SEDRAN Domenico, dit Adolfo CARLINI

Par Philippe Bourrinet

Né le 4 mars 1905 à Pozzo di San Giorgio della Richinvelda (Pordenone, Italie), mort le 26 juin 1993 dans une maison de retraite de Sequals (Pordenone)  ; menuisier, traminot ; immigré en France en 1922, communiste, puis trotskyste italien, actif dans les groupes « bolcheviks-léninistes » en France et en Belgique, membre du groupe de G. Munis [Manuel Fernández-Grandizo] à Barcelone, pendant la guerre civile d’Espagne ; retourné en Italie en août 1943, d’abord membre du PC Internationaliste « bordiguiste », puis, après 1946, de groupes trotskystes, enfin de « Rifondazione comunista ».

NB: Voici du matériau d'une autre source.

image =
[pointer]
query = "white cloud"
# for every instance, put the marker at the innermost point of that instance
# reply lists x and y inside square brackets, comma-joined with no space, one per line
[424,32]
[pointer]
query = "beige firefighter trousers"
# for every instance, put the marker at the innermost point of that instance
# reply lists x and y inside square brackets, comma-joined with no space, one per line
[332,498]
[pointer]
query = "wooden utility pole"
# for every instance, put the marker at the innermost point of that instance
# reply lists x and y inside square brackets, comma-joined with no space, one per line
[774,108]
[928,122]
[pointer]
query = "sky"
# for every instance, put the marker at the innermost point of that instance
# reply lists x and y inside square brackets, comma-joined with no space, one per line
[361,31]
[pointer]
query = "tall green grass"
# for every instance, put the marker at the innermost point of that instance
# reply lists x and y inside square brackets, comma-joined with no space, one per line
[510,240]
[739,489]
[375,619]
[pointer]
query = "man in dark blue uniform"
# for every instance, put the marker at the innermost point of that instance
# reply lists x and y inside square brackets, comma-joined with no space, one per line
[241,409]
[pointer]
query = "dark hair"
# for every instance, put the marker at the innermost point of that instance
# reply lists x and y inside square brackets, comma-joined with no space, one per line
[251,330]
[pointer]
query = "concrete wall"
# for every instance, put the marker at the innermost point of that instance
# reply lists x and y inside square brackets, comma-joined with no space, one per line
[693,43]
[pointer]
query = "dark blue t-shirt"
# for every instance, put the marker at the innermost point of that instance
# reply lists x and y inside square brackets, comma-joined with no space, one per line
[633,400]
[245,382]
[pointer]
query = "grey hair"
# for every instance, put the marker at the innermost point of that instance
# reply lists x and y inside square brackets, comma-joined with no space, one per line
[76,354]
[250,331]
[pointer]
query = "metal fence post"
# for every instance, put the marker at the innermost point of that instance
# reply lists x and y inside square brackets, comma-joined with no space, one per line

Domenico Sedran était le cadet d’une famille de paysans pauvres du Frioul. Ses deux frères aînés, communistes, décidèrent d’émigrer en Argentine. À son tour, il décida, en 1922, d’émigrer pour travailler dans les mines du Luxembourg, mais trouva du travail en France, d’abord près de Verdun (Meuse), puis à Beaucourt (Territoire de Belfort), en qualité de menuisier. Autour de 1924, il s’installa en région parisienne à Sannois (Val-d’Oise), puis à Nanterre (Hauts-de-Seine), où il se fit embaucher dans un établissement de constructions ferroviaires.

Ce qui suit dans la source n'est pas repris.